According to the NY Times, you can purchase the 45th floor of The Atelier, a star-studded tower on 42nd Street near the West Side Highway, for $85 million. No one seems to want to, though—the 25-room unit has been stalled at this list price since 2013—and in order to attract the right buyer, broker Daniel Neiditch has devised a long list of extras. It wouldn't be enough for the next resident to be able to say things like, "Sure, use any of my 13 bathrooms": I mean, this penthouse doesn't even have a dishwasher, so you're going to have to do better than the basics if you want to get the high-high rollers through the door.
As such, Neiditch incentivized the sale by throwing in:
• Two (2) humans: A live-in butler and a private chef who will cook for the new owner for a full year
• Three (3) cars: Two Rolls Royce Phantoms and a Lamborghini
• One (1) Hamptons rental mansion, good for one summer
• One (1) yacht, with docking fees covered for five years
• One (1) year of weekly dinners at the Michelin-starred restaurant, Daniel
• One (1) $2,000,000 construction allowance
• Two (2) tickets to space, date TBD
Neiditch told the Times he wants to "give [non-New Yorkers] the basis of a New Yorker's lifestyle"—an interesting interpretation of the concept.
Advertising a NYC apartment with half a dozen ways to get far, far away from NYC is a weird way to go about enticing someone to set up a life here (I guess you've gotta assume they won't). But let us suspend our disbelief and instead crunch some numbers.
Let's say the Phantoms, a discontinued model, cost about $334,000 each, and the Lamborghini costs about $200,000. Maybe the mansion runs you roughly $165,000 for the season. According to the realty company, the yacht itself carries a $1 million price tag, while annual docking fees might come in around $265 per foot for, let's say, 112 feet of fancy boat.
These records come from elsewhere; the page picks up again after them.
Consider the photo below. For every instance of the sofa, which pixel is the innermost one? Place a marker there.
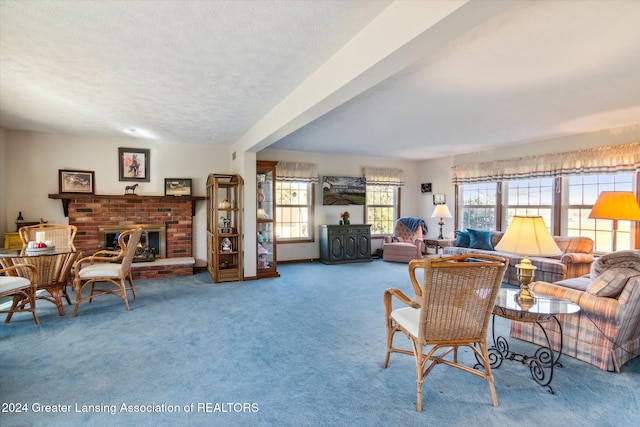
(606, 331)
(406, 242)
(575, 261)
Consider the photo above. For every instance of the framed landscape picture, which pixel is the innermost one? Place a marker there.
(72, 181)
(134, 164)
(342, 190)
(177, 186)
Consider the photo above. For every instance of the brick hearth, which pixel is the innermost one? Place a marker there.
(88, 212)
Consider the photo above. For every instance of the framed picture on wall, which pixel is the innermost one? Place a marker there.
(134, 164)
(70, 181)
(177, 186)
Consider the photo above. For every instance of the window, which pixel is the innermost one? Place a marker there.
(579, 195)
(529, 197)
(294, 208)
(478, 206)
(381, 208)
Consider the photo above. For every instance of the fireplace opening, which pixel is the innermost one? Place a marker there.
(153, 240)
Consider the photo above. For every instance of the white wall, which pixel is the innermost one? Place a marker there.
(438, 171)
(3, 187)
(29, 164)
(33, 161)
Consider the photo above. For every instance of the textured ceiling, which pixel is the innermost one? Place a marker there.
(482, 74)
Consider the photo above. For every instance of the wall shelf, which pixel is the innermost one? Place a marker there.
(67, 198)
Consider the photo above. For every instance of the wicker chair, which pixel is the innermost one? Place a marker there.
(14, 283)
(61, 235)
(108, 270)
(451, 309)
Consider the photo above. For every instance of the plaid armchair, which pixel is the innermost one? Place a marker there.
(606, 331)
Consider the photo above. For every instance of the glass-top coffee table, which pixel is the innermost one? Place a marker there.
(545, 309)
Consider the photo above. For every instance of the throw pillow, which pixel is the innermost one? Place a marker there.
(462, 239)
(611, 282)
(480, 239)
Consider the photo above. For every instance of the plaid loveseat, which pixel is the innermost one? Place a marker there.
(575, 261)
(606, 331)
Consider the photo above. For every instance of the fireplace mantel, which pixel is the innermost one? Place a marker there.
(66, 199)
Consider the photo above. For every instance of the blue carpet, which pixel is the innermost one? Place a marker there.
(304, 349)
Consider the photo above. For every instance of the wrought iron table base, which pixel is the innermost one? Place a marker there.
(541, 363)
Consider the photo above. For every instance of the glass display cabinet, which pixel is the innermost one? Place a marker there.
(224, 227)
(266, 219)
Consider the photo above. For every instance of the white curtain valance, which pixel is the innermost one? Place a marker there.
(384, 176)
(601, 160)
(291, 171)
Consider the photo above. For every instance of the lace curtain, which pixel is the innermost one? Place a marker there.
(601, 160)
(384, 176)
(291, 171)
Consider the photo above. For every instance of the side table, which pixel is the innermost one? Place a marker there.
(545, 309)
(438, 243)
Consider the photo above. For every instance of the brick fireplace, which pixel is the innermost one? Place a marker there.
(89, 212)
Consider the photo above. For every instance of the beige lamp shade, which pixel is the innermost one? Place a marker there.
(617, 205)
(441, 211)
(528, 235)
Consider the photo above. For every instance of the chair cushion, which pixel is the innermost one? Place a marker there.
(480, 239)
(611, 282)
(10, 283)
(101, 269)
(408, 318)
(462, 239)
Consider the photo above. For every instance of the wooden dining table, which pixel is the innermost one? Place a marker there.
(54, 268)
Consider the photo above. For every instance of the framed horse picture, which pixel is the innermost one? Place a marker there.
(134, 164)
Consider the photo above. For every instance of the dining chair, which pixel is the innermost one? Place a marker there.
(113, 268)
(451, 309)
(19, 282)
(62, 236)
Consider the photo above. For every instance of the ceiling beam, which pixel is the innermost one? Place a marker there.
(405, 32)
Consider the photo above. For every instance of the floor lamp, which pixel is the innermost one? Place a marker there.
(616, 205)
(441, 211)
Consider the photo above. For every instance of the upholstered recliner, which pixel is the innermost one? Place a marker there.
(606, 331)
(406, 243)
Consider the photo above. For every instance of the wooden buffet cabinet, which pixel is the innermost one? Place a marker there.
(345, 243)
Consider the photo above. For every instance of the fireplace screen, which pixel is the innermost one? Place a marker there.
(152, 241)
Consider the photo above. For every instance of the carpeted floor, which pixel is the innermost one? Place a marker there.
(304, 349)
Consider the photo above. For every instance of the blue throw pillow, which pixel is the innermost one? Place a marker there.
(462, 239)
(480, 239)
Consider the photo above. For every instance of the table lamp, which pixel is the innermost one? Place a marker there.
(527, 235)
(616, 205)
(441, 211)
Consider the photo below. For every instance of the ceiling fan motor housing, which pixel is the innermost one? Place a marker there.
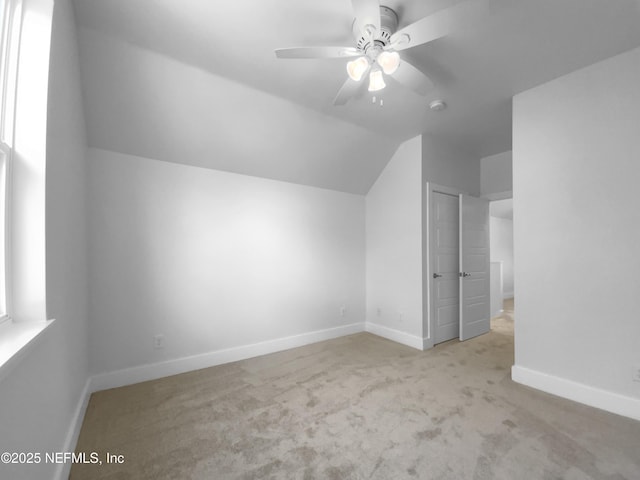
(388, 26)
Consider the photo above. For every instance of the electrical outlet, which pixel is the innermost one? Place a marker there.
(158, 341)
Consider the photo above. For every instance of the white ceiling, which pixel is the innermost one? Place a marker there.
(197, 81)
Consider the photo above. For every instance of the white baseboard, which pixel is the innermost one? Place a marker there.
(63, 469)
(578, 392)
(153, 371)
(395, 335)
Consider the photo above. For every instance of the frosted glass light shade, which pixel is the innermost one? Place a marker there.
(357, 68)
(388, 61)
(376, 82)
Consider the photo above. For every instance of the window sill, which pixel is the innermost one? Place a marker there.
(16, 339)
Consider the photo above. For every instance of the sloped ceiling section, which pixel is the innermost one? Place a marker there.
(197, 81)
(143, 103)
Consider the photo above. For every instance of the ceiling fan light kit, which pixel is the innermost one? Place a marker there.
(357, 68)
(378, 42)
(389, 62)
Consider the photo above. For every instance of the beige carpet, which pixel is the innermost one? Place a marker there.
(358, 407)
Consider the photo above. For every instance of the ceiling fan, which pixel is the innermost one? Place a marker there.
(378, 42)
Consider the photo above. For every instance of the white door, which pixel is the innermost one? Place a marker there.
(444, 267)
(474, 267)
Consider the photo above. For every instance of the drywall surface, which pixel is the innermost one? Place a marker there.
(168, 110)
(501, 240)
(213, 260)
(577, 227)
(39, 398)
(446, 165)
(394, 243)
(496, 174)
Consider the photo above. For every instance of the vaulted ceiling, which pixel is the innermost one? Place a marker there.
(197, 81)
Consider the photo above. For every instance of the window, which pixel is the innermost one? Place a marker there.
(10, 15)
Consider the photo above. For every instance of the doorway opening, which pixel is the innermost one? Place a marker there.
(458, 276)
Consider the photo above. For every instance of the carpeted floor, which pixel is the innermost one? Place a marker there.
(358, 407)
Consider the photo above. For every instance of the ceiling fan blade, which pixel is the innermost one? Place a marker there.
(348, 90)
(317, 52)
(412, 78)
(367, 13)
(423, 31)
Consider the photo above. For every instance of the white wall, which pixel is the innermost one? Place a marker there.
(501, 245)
(446, 165)
(576, 231)
(394, 247)
(214, 260)
(40, 397)
(496, 175)
(168, 110)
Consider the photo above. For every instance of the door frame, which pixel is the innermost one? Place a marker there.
(428, 284)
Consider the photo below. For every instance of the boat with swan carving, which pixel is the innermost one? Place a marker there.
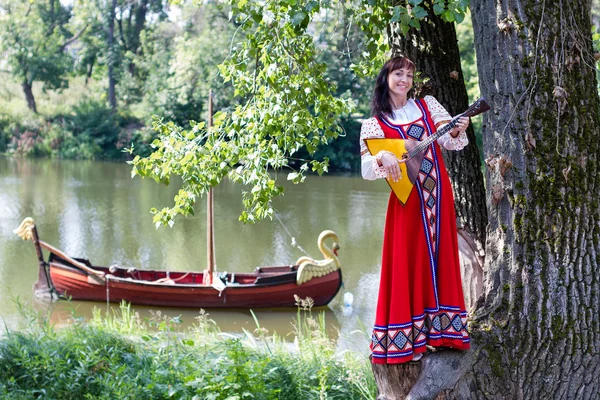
(63, 276)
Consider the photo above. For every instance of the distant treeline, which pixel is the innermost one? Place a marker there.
(83, 80)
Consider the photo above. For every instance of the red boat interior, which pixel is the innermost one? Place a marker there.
(260, 276)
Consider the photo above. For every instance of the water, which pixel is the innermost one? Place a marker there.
(95, 210)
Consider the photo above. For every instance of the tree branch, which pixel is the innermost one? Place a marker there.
(72, 39)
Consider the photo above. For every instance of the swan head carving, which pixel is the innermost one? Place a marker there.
(329, 253)
(24, 231)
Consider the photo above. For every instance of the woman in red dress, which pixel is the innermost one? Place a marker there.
(420, 295)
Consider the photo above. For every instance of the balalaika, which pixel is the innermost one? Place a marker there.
(412, 152)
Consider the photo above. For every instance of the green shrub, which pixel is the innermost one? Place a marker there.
(118, 356)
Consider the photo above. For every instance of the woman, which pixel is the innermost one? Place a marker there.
(420, 295)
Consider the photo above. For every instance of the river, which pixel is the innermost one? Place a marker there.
(94, 210)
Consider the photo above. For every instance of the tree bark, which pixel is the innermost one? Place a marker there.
(112, 98)
(434, 49)
(28, 90)
(538, 326)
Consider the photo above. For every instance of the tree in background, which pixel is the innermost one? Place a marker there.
(33, 40)
(536, 329)
(180, 63)
(114, 43)
(433, 46)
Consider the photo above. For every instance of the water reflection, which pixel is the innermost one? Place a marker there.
(95, 210)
A seven-course tasting menu at Daniel, meanwhile, costs $234 per person, and presumably there are two of you, because you get two rocket spots. Then there's the $2 million that's just handed to you, and then there's the ambiguous cost of space travel, which might range between $250,000 per seat and $58 million or so.
If I am doing the math correctly, that's either $4,371,866 or $119,871,866—before you add in the cost of two actual people, a figure I am not equipped to calculate. The "perks" might definitely outweigh the price of the actual apartment, and so I ask you: Is this a generous attempt to court elite buyers, or is it a plot to—when the time is right—send them on a one-way trip to their final frontier, where the aliens we now know exist can deal with them? Is this the new normal for sky-high real estate deals, or is it a honey pot set out to attract the .001 percent before letting them fly through a literal moon door, never to be seen again?